After retreating through Wednesday, wheat futures followed corn up yesterday and today. Corn locked on limit rise both days (20 cent/bu). From last week CBOT SRW futures are up 9 cents/bushel, the KCBOT up 24 cents and the MGE up 20.

The WASDE report released this morning showed a continuation of trends in both corn and wheat. Long story short: U.S. corn supply down, demand up...way up. USDA reports the opposite for wheat. U.S. wheat export forecast was revised down for the second month in a row, down 680,000 MT from the last report for a total 1.4 MMT decline from the November estimates. Strong prices named as the culprit. The two anemic export sales reports over the holidays supported a lower export forecast.

This week's price rise further dampens any elastic importer interest. Consistent buyers still active including Asia, Nigeria and a 100,000 MT sale to Iraq reported today. Traders perceive South American millers may be covered into February. Some regions reportedly waiting until new crop to book coverage.

Healthy global winter wheat crop on the way. USDA acreage estimates, also released today, show a 9% increase in all class winter wheat acres with HRW up 9%, SRW up 13% and SW up 2%. Weather conditions have been favorable in the southern plains, where a third major storm is expected to continue through the weekend, providing needed moisture. Reports of icy conditions, which smother plants, are troubling.

SRW basis prices remain depressed with nearby FOB Gulf cash prices at a 20 cent premium to the CBOT. The higher boards pushed SRW cash prices to $5.00/bu, 9 cents/bu ($3/MT) above last week.

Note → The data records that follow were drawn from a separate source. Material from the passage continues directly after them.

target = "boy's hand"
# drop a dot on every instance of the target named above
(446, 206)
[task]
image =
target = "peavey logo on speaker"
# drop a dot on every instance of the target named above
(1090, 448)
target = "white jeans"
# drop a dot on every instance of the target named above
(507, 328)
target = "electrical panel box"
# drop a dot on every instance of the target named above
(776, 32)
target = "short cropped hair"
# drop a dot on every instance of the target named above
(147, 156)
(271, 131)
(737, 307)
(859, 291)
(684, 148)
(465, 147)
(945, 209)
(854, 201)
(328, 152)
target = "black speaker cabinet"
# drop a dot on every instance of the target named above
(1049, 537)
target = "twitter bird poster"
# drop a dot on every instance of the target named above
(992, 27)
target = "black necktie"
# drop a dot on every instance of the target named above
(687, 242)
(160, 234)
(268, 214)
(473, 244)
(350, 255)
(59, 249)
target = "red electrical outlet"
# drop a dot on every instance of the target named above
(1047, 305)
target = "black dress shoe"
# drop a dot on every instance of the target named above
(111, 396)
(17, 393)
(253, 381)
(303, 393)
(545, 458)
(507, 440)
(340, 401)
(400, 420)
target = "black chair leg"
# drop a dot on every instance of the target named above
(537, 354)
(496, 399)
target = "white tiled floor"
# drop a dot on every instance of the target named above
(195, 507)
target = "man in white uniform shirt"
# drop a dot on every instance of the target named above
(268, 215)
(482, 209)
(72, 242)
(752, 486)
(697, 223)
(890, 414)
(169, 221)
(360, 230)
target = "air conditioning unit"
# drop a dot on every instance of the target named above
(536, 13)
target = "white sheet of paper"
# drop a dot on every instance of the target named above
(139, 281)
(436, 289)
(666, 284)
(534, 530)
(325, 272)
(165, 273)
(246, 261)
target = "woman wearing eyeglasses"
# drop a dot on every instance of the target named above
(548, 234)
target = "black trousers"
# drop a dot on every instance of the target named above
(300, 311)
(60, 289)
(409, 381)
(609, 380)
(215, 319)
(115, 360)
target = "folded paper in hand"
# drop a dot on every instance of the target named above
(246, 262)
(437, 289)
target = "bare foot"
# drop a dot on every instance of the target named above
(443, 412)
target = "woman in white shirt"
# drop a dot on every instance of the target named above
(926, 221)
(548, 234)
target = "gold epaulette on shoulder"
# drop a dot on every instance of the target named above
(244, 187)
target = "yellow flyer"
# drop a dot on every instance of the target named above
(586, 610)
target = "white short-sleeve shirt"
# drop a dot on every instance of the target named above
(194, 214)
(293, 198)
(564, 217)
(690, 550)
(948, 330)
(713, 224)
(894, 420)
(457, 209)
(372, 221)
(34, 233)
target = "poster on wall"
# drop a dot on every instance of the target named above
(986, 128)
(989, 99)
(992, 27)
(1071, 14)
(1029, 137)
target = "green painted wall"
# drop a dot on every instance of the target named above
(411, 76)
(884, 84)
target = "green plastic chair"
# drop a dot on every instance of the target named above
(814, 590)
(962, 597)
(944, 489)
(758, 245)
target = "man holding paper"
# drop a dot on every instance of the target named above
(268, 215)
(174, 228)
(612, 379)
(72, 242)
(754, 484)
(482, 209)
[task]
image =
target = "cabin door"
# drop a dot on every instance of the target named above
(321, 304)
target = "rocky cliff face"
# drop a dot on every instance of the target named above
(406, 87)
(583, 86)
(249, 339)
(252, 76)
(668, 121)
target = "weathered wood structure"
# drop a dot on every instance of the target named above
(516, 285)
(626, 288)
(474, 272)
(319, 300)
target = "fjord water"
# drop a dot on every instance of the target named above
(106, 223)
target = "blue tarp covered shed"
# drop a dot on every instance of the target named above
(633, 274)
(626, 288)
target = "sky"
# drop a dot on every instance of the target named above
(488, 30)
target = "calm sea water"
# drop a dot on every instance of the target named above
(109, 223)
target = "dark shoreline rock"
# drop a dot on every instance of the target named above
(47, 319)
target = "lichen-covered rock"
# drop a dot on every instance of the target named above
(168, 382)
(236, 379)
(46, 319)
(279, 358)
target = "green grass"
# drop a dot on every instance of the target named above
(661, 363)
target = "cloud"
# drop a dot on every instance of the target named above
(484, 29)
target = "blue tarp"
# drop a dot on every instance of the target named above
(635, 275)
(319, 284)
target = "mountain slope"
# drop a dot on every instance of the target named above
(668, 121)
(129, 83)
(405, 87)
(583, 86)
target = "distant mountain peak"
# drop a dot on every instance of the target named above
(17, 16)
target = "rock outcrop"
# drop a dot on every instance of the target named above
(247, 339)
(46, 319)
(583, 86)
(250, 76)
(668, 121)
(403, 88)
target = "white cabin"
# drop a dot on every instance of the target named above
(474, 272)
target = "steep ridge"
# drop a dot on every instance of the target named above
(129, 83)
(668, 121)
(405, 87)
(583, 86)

HRS basis at the Gulf is up this week on higher barge rates.

HRW futures up much more than SRW, pushing the HRW premium to SRW up to 81 cents/bu ($30/MT). The SRW nearby cash premium to SW has gone negative with the PNW reacting strongly to the board jump today. SW is currently 21 cents ($8/MT) more expensive than SRW.

Barge rates bounced back with a surge in grain shipments this week after falling for 2 months. Rates are up 7 to 17% from last week. Rail rates are largely unchanged from last week, with the secondary market discounted to tariff rail rates. Routes and rates include: Kansas City to Galveston (HRW) up 5% from last year at $23/MT; North Dakota to Houston up 2% to $48/MT and North Dakota to Portland up 3% to $42/MT (HRS/durum). Truck rates are down on lower fuel costs.

The global ocean freight market has been very good at moving vessels to more profitable routes over the last month, yet vessels owners have apparently overshot the mark in shifting capacity over to the Pacific. A supply shortage pushed rates in the Atlantic basin up $2/MT while the Pacific is unchanged from last week. Although Chinese demand remains strong, an increase in bookings to move the South American grain harvest along with continuing mineral transport is responsible for the increase in the Atlantic.

At $1.29/euro, the dollar rout seems to have bottomed out. The Chinese renminbi reached a milestone this week, breaking through the Rmb 7.8/$ barrier, now stronger than the Hong Kong dollar.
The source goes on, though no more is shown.